Contingencies in Life and Basketball

Life 

History repeating itself is a claim that the world operates in a deterministic way, in other words, the world is predictable. To know how and when this predictability arises is like having your own personal crystal ball revealing the cyclical nature of history. It is to the advantage of the economist who, seeking to profit on this predictability, knows these cycles. Of course, this is easier said than done, or else we’d all be rich. Even the savviest economists are prone to the perturbations in this predictability. Another field that wrestles with this idea is evolutionary biology. The evolution of species, as presented by Stephen Jay Gould, relies on historical unpredictability that he coined as contingency. That is, evolution is contingent on the steps (mutations) that occurred prior to a certain point in time. In contrast, Simon Conway Morris, held the notion that evolution is deterministic in that history is predictable and given certain environmental conditions, species have an evolutionary destiny that they will eventually arrive at. Modern day experiments with E.coli have tried to study which idea is more true and it turns out both are equally valid. It is currently accepted that natural selection paves way for deterministic evolution between closely related lineages. However, contingencies can arise by chance, and these can be acted upon by natural selection to fuel evolution. Gould presented a thought experiment that illustrates these two paths of evolution: if life as we know it today could be rewound and replayed, would it look the same? If so, then determinism is more prevalent than historical contingency. Narrowing the scope of this question to the sport of basketball, I believe, changes the answer to the revised question: If a game of basketball could be replayed, would the outcome be the same? I would answer no because basketball is full of contingencies. Let me explain. 

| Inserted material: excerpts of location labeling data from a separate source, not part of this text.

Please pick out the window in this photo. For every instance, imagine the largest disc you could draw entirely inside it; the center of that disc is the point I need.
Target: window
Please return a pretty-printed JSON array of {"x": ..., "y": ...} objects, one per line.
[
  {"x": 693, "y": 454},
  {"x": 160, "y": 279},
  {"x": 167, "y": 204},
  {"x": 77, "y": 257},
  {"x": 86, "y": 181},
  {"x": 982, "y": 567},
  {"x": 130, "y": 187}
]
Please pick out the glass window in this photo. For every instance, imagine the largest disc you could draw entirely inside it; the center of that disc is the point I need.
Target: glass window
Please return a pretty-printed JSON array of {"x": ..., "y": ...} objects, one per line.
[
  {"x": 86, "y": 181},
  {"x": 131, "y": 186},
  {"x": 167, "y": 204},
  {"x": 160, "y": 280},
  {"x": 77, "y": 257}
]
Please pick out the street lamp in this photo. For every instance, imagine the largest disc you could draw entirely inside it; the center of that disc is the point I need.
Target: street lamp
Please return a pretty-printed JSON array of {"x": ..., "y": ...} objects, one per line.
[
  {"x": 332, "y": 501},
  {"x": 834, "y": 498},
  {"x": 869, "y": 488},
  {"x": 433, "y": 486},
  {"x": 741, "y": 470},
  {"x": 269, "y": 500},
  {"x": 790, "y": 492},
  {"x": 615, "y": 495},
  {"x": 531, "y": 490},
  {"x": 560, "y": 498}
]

Basketball – A Game of Runs

A sporting contest is often decided by which team keeps the momentum going. The winner often seizes it during the last couple minutes of the game. Also, the momentum often switches from one team to the other throughout the game. This is why basketball is commonly called a “game of runs.” Sometimes the run seizes full control of the momentum and the game turns into a blowout. Other times the run comes about at just the right time to give the team an edge right before the game is about to end. The former situation isn’t that exciting but the latter one is why millions enjoy sports. Runs involve contingencies because a team with a successfully made basket will often perk up on defense, get a stop, and go on to score during the next offensive possession. A 18-3 run by the 2011-12 Miami Heat in the semi-finals against the Bulls to send them home is my favourite example of a game clinching run happening at the right time. I’m not going to bother linking highlights to a 30-point blowout which eventually culminate in television screens being shut off. 

Credit: NBA

It is hard to predict when these runs will start, but often easy to spot when they are occurring. Contingency in basketball plays a huge role on this as the present play is contingent on what happened on the other end of the court. For example, say the man Steph Curry’s guarding hits a three in his face. It is not uncommon for him to dribble up the floor and lead his team to a reciprocated three ball to get those points back. This stops the momentum from accumulating and causes it to exist in a pendulum-like state, going back and forth from team to team. Contingency also arises where calls made by the referee stop the flow of the game, or where the outcome of the game is contingent on one crucial call. I think the most evident form of contingency during a game of basketball is when one player goes on a momentum gaining run known as a heat check. Heat checks are events where a player’s previously made basket results in a subsequent basket the next time down the floor. 

Credit: Team LeBron
Your Crystal Ball 

Contingencies are important because they dictate what will happen in the future. A keen observer can profit if they are diligent at spotting them and predicting what will happen as a result. They are what make historians great at predicting future events based on what happened in the past. It is argued that they also play a role in the history of life on earth, which partly results in evolution that is contingent on past events. In a much simpler scope, these contingencies exist in sporting events all the time. This is mainly why outcomes are easier to predict during the “game of runs” rather than before tip-off. Learn to spot contingencies because what happens after them may be the closest thing to predictability that basketball (and life) can offer.